Single by Silverchair

from the album Freak Show
- B-side: "Undecided"
- Released: April 1997
- Genre: Alternative rock
- Length: 4:05
- Label: Murmur
- Songwriter: Daniel Johns
- Producer: Nick Launay

Silverchair singles chronology
| "Freak" (1997) | "Abuse Me" (1997) | "Cemetery" (1997) |

= Abuse Me =

1997 single by Silverchair

"Abuse Me" is a song by the Australian rock band Silverchair. It was released as the second single from their 1997 album, Freak Show. In the United States, Sony chose "Abuse Me" as the first single from Freak Show despite protests by the band's manager. "Freak" was the Australian lead single and the preferred lead single from the album. It was also released on their The Best of Volume 1. The single peaked at number four on both the Billboard Modern Rock Tracks and Mainstream Rock Tracks charts, making it their second biggest hit in the United States (after "Tomorrow").
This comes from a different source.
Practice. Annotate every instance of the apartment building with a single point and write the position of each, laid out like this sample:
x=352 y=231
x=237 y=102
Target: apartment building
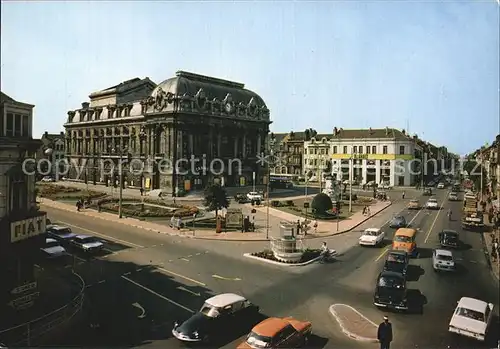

The single contained the B-side "Undecided", (not to be confused with "Undecided" from Frogstomp) a Masters Apprentices cover, which featured Deniz Tek of Radio Birdman playing lead guitar. Also included on the single was a remix of "Freak", produced by Paul Mac, marking the first time that Daniel Johns and Paul Mac worked together.

==Background==

Johns said about the song: "With 'Abuse Me', I just wanted to get all the feelings off my chest, the feelings I'd had when I read all the negative commentary. The song is basically saying, 'Say what you like. We don't give a fuck what you think. We're just playing our music'." Johns also said that "every song I've ever heard sounds like another song I've heard".

==Track listing==
Australian CD single (MATTCD049)/limited 7-inch (MATTV049)
1. "Abuse Me"
2. "Undecided"
3. "Freak (Remix for Us Rejects)"
- The song "Undecided" is not the Silverchair original song included in the Frogstomp album. This song was originally by The Masters Apprentices.
  - The limited 7-inch edition is now deleted and rare.

UK CD1 (6643681)
1. "Abuse Me"
2. "Freak (Remix for Us Rejects)"

UK CD2 (6647905)
1. "Abuse Me"
2. "Surfin' Bird"
3. "Slab" (Nicklaunoise Mix)
- Contains fold-out poster.

European CD single (6647902)
1. "Abuse Me"
2. "Freak (Remix for Us Rejects)"
3. "Blind"

==Charts==

===Weekly charts===

| Chart (1997) | Peak position |
|---|---|
| Australia (ARIA) | 9 |
| Canada Top Singles (RPM) | 7 |
| Canada Rock/Alternative (RPM) | 1 |
| New Zealand (Recorded Music NZ) | 44 |
| Scotland Singles (Official Charts) | 51 |
| UK Singles (Official Charts) | 40 |
| US Alternative Airplay (Billboard) | 4 |
| US Mainstream Rock (Billboard) | 4 |
| US Radio Songs (Billboard) | 44 |
| US Pop/Alternative Top 20 (Radio & Records) | 9 |

===Year-end charts===

| Chart (1997) | Position |
|---|---|
| Australia (ARIA) | 72 |
| Canada Top Singles (RPM) | 53 |
| Canada Rock/Alternative (RPM) | 5 |
| US Mainstream Rock Tracks (Billboard) | 23 |
| US Modern Rock Tracks (Billboard) | 36 |

==Certifications==

| Region | Certification | Certified units/sales |
| Australia (ARIA) | Gold | 35,000^{^} |
^{^} Shipments figures based on certification alone.